L'incontro tra i due fu commovente: si parlò di terra, di libri, della gente, del Sud, del futuro e il pranzo fu una delle più memorabili mangiate della mia vita. Bevemmo, Calvino e io, per ammazzare il peperoncino, per sollecitare le parole, per sancire un'amicizia iniziata finalmente non solo attraverso le pagine dei libri.

 
Il poeta Rocco Scotellaro (a destra) a Tricarico, il paese lucano di cui era sindaco

 

Riprendemmo nel pomeriggio la strada per Matera, dove si prevedeva saremmo arrivati in serata. Così fu, ma il mio compagno di viaggio era irriconoscibile, stravolto dal vino e dal cibo. Non si reggeva in piedi e si chiuse in albergo. Gli inviti erano fatti e i manifesti rivestivano i muri del paese: l'incontro era ormai nell'immaginario di tutti.

Incontrare un intellettuale, sentire l'Einaudi era un avvenimento, poiché non c'era la televisione e le strade disastrate non permettevano incontri frequenti con altri paesi.

«... Il libraio non voleva rinunciare e mi disse: "Devi tenerla tu". Avevo ventidue anni, non ero un intellettuale ed ero di poche parole, o almeno così credevo. Non avevo mai parlato in pubblico... ».

Ancora oggi non so quello che dissi, perché non riuscii a sentirmi mentre parlavo, tanta era l'ansia di cui non ero neppure consapevole. Più che il pubblico, mi emozionava il sostituire Calvino: l'ho già detto, non sapevo che sarebbe diventato forse il più grande scrittore del Novecento, ma per me era già qualcuno da ascoltare, da imitare, con cui condividere il divertimento del mondo e del futuro.

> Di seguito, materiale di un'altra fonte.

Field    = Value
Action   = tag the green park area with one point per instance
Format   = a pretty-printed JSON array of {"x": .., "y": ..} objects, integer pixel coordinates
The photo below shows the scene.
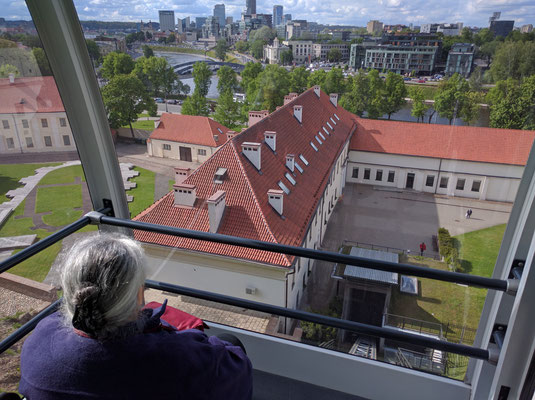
[
  {"x": 58, "y": 203},
  {"x": 456, "y": 307}
]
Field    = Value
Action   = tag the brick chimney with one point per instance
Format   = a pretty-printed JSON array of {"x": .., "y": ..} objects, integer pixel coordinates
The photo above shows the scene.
[
  {"x": 290, "y": 162},
  {"x": 298, "y": 113},
  {"x": 270, "y": 138},
  {"x": 252, "y": 152},
  {"x": 216, "y": 208},
  {"x": 257, "y": 116},
  {"x": 334, "y": 99},
  {"x": 289, "y": 97},
  {"x": 275, "y": 198},
  {"x": 181, "y": 174},
  {"x": 185, "y": 194}
]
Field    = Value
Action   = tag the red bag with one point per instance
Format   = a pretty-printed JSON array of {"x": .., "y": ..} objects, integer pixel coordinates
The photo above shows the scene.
[{"x": 179, "y": 319}]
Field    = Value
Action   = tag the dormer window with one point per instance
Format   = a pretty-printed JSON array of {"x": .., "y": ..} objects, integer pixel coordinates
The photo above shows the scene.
[
  {"x": 220, "y": 175},
  {"x": 290, "y": 178}
]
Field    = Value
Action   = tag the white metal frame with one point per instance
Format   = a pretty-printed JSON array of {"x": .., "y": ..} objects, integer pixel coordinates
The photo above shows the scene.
[{"x": 60, "y": 32}]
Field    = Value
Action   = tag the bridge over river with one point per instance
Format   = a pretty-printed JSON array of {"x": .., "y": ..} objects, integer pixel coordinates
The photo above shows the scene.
[{"x": 187, "y": 68}]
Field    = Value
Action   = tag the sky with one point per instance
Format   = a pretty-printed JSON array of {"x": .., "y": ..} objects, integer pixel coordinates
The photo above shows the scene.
[{"x": 334, "y": 12}]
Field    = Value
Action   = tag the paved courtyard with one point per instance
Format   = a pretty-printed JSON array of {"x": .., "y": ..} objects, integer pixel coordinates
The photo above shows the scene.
[{"x": 396, "y": 219}]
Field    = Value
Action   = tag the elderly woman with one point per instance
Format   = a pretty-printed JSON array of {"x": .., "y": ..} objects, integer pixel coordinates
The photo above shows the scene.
[{"x": 103, "y": 345}]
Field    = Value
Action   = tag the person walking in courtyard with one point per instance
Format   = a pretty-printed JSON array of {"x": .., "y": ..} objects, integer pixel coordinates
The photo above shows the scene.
[{"x": 423, "y": 247}]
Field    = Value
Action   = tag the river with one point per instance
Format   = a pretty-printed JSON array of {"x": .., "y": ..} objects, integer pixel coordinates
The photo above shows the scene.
[
  {"x": 180, "y": 58},
  {"x": 403, "y": 115}
]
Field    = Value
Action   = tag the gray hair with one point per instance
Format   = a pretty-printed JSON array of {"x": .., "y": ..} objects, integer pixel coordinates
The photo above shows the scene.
[{"x": 101, "y": 277}]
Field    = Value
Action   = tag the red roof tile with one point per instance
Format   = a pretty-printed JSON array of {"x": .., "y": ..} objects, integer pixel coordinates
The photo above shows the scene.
[
  {"x": 29, "y": 95},
  {"x": 248, "y": 213},
  {"x": 501, "y": 146},
  {"x": 190, "y": 129}
]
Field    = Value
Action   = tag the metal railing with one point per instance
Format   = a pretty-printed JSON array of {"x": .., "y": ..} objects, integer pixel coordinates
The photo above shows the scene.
[{"x": 387, "y": 333}]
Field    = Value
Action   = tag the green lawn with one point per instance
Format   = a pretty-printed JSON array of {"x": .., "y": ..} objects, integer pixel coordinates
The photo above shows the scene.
[
  {"x": 63, "y": 213},
  {"x": 63, "y": 175},
  {"x": 10, "y": 174},
  {"x": 143, "y": 193}
]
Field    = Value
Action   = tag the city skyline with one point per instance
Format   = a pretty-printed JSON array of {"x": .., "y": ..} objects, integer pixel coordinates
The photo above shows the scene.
[{"x": 339, "y": 12}]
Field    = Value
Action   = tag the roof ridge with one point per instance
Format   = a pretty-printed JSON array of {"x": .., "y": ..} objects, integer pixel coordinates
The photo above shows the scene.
[{"x": 257, "y": 204}]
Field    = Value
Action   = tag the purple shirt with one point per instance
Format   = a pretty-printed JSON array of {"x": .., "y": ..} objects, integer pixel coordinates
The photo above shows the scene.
[{"x": 57, "y": 363}]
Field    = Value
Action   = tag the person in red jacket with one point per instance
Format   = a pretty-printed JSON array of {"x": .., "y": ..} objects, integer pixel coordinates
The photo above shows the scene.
[
  {"x": 423, "y": 247},
  {"x": 104, "y": 344}
]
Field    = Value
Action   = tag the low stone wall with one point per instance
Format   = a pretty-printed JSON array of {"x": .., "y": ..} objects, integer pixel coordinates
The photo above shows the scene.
[{"x": 28, "y": 287}]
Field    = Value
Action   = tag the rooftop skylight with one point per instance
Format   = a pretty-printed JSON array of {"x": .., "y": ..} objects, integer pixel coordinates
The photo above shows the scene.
[
  {"x": 284, "y": 187},
  {"x": 290, "y": 178}
]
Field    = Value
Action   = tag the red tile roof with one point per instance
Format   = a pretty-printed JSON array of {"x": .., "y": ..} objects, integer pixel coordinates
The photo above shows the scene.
[
  {"x": 190, "y": 129},
  {"x": 29, "y": 95},
  {"x": 248, "y": 213},
  {"x": 501, "y": 146}
]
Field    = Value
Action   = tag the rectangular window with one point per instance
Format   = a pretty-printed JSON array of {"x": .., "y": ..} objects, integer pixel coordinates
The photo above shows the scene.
[{"x": 379, "y": 175}]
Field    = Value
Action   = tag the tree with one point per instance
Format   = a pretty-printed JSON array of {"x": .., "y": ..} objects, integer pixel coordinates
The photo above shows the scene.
[
  {"x": 375, "y": 99},
  {"x": 242, "y": 46},
  {"x": 287, "y": 57},
  {"x": 335, "y": 81},
  {"x": 8, "y": 69},
  {"x": 317, "y": 77},
  {"x": 476, "y": 79},
  {"x": 42, "y": 61},
  {"x": 419, "y": 108},
  {"x": 227, "y": 111},
  {"x": 451, "y": 96},
  {"x": 116, "y": 64},
  {"x": 93, "y": 50},
  {"x": 147, "y": 51},
  {"x": 125, "y": 97},
  {"x": 257, "y": 49},
  {"x": 334, "y": 55},
  {"x": 228, "y": 80},
  {"x": 395, "y": 93},
  {"x": 249, "y": 74},
  {"x": 221, "y": 49},
  {"x": 201, "y": 77},
  {"x": 469, "y": 110},
  {"x": 356, "y": 98},
  {"x": 195, "y": 105},
  {"x": 273, "y": 85},
  {"x": 299, "y": 80}
]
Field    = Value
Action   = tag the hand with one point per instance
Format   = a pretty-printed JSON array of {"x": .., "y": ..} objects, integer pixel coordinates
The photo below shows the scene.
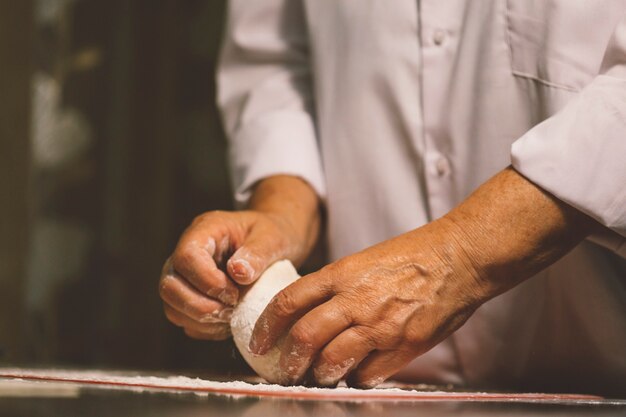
[
  {"x": 219, "y": 250},
  {"x": 371, "y": 313}
]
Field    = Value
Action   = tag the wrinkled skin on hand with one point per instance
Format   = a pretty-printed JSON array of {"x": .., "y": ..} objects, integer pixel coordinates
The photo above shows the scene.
[
  {"x": 222, "y": 251},
  {"x": 369, "y": 314}
]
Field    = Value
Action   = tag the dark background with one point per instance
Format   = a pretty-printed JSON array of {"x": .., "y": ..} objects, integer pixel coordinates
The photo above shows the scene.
[{"x": 110, "y": 144}]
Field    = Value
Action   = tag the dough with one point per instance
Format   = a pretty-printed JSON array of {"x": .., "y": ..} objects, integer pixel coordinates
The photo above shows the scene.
[{"x": 250, "y": 307}]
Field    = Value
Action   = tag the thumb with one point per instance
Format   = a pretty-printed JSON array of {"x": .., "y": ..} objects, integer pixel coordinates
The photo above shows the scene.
[{"x": 258, "y": 252}]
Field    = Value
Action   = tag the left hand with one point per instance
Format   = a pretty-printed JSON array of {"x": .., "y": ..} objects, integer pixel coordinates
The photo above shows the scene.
[{"x": 367, "y": 315}]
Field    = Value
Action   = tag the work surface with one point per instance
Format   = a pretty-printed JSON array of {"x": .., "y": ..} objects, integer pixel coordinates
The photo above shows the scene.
[{"x": 26, "y": 392}]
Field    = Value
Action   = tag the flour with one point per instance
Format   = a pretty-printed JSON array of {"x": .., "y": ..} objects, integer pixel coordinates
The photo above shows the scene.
[{"x": 252, "y": 304}]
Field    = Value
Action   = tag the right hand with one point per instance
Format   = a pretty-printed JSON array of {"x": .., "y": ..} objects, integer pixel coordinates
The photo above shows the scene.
[{"x": 219, "y": 250}]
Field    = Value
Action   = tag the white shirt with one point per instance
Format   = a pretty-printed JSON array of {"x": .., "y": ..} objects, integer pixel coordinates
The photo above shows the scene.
[{"x": 396, "y": 110}]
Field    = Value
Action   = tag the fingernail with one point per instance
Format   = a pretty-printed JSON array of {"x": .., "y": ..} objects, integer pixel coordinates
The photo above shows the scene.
[
  {"x": 328, "y": 375},
  {"x": 257, "y": 347},
  {"x": 242, "y": 271},
  {"x": 226, "y": 295},
  {"x": 226, "y": 314}
]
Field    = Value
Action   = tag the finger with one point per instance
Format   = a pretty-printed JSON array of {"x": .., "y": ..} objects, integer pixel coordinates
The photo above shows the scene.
[
  {"x": 196, "y": 264},
  {"x": 181, "y": 296},
  {"x": 379, "y": 366},
  {"x": 213, "y": 331},
  {"x": 225, "y": 334},
  {"x": 340, "y": 356},
  {"x": 258, "y": 251},
  {"x": 285, "y": 308},
  {"x": 308, "y": 336}
]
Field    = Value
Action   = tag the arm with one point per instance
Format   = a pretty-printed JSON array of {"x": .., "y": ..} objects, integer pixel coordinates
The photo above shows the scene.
[{"x": 369, "y": 314}]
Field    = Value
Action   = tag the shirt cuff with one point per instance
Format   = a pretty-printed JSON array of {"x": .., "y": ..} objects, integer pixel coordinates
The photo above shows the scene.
[
  {"x": 280, "y": 143},
  {"x": 578, "y": 154}
]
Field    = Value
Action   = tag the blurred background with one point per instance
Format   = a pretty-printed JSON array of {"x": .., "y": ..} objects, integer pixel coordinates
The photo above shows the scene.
[{"x": 110, "y": 145}]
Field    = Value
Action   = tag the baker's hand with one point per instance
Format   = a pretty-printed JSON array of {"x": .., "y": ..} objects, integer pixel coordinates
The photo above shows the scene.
[
  {"x": 369, "y": 314},
  {"x": 221, "y": 250}
]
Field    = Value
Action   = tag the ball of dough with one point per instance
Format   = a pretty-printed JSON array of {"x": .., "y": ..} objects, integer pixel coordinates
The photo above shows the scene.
[{"x": 250, "y": 307}]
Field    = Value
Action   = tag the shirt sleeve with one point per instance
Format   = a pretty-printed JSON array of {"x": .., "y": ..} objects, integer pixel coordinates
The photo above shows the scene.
[
  {"x": 265, "y": 95},
  {"x": 579, "y": 154}
]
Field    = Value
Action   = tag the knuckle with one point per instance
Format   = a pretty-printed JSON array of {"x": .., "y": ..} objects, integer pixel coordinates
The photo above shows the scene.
[
  {"x": 368, "y": 336},
  {"x": 302, "y": 333},
  {"x": 171, "y": 317},
  {"x": 284, "y": 304},
  {"x": 183, "y": 256},
  {"x": 331, "y": 357},
  {"x": 165, "y": 287}
]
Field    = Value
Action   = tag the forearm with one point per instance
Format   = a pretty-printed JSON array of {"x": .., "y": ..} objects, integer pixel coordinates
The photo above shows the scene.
[
  {"x": 509, "y": 229},
  {"x": 293, "y": 201}
]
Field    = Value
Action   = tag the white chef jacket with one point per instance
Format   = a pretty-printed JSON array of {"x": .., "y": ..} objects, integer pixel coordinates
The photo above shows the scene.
[{"x": 396, "y": 110}]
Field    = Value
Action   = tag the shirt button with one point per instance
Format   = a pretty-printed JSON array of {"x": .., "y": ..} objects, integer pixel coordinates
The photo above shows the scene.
[
  {"x": 439, "y": 35},
  {"x": 442, "y": 166}
]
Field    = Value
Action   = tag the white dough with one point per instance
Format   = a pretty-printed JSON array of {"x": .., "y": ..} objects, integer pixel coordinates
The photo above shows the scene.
[{"x": 250, "y": 307}]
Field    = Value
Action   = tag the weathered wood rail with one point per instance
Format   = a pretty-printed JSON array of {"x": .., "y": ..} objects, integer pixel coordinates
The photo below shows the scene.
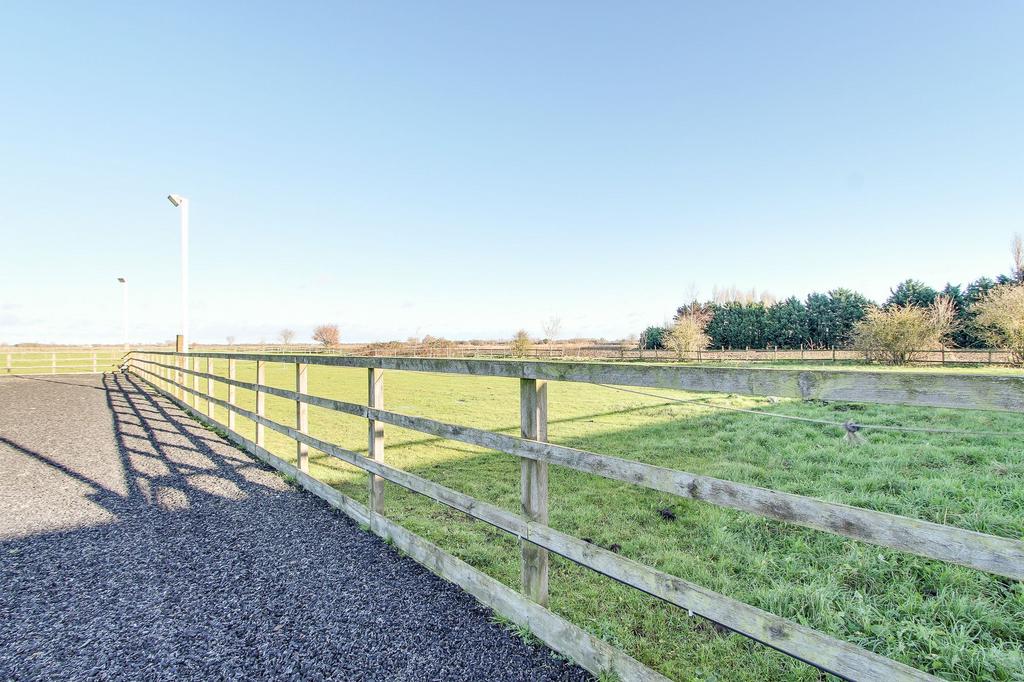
[{"x": 168, "y": 373}]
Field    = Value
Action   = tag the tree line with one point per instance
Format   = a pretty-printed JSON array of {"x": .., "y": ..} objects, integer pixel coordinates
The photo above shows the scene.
[{"x": 827, "y": 320}]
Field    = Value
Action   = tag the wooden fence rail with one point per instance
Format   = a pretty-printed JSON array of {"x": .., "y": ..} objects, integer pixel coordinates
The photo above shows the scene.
[{"x": 1001, "y": 556}]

I miei ricordi di Calvino arrivano fin qui, fino al giorno in cui lo sostituii e per me è già gran cosa il rammentarlo.

 

La copertina originale

 

Il libro
A cura di Franca Mora, Calvino in Topolino, Unicopli, 86 pagine, 10 euro
Il volumetto, nato da un'intervista di Franca Mora a Beppe Oreffice, ispettore commerciale alla Einaudi nei primi anni Cinquanta del secolo scorso, uscì nel 1993 con Stampa Alternativa, nella fortunata collana dei Millelire. Unicopli lo ha ripubblicato nel 2014.

Il protagonista e coautore
Giuseppe Oreffice, nato a Torino il 22 luglio 1927, aveva frequentato per alcuni anni le facoltà di Economia e Commercio e poi di Scienze Politiche all'Università di Torino, senza laurearsi per motivi di lavoro. Iscritto al Partito comunista italiano nel 1944, dopo la Liberazione aveva svolto compiti organizzativi all'interno della federazione torinese del Pci come responsabile dell'ufficio propaganda. Commesso di libreria, ispettore commerciale alla Einaudi dal 1950 al 1954 e per gli Editori Riuniti dal 1958 al 1967, si era poi dedicato all'amministrazione di società italiane ed estere di import-export. È morto nel 2008.

La curatrice e coautrice
Franca Mora è psicologa e psicoterapeuta. Nata in Valsesia (Piemonte), vive a Roma. Si occupa, in particolare, di persone che lavorano in aziende e organizzazioni pubbliche e private. È stata docente a contratto nell’ambito universitario romano. Ha scritto testi di narrativa e poesia, articoli e pubblicazioni professionali.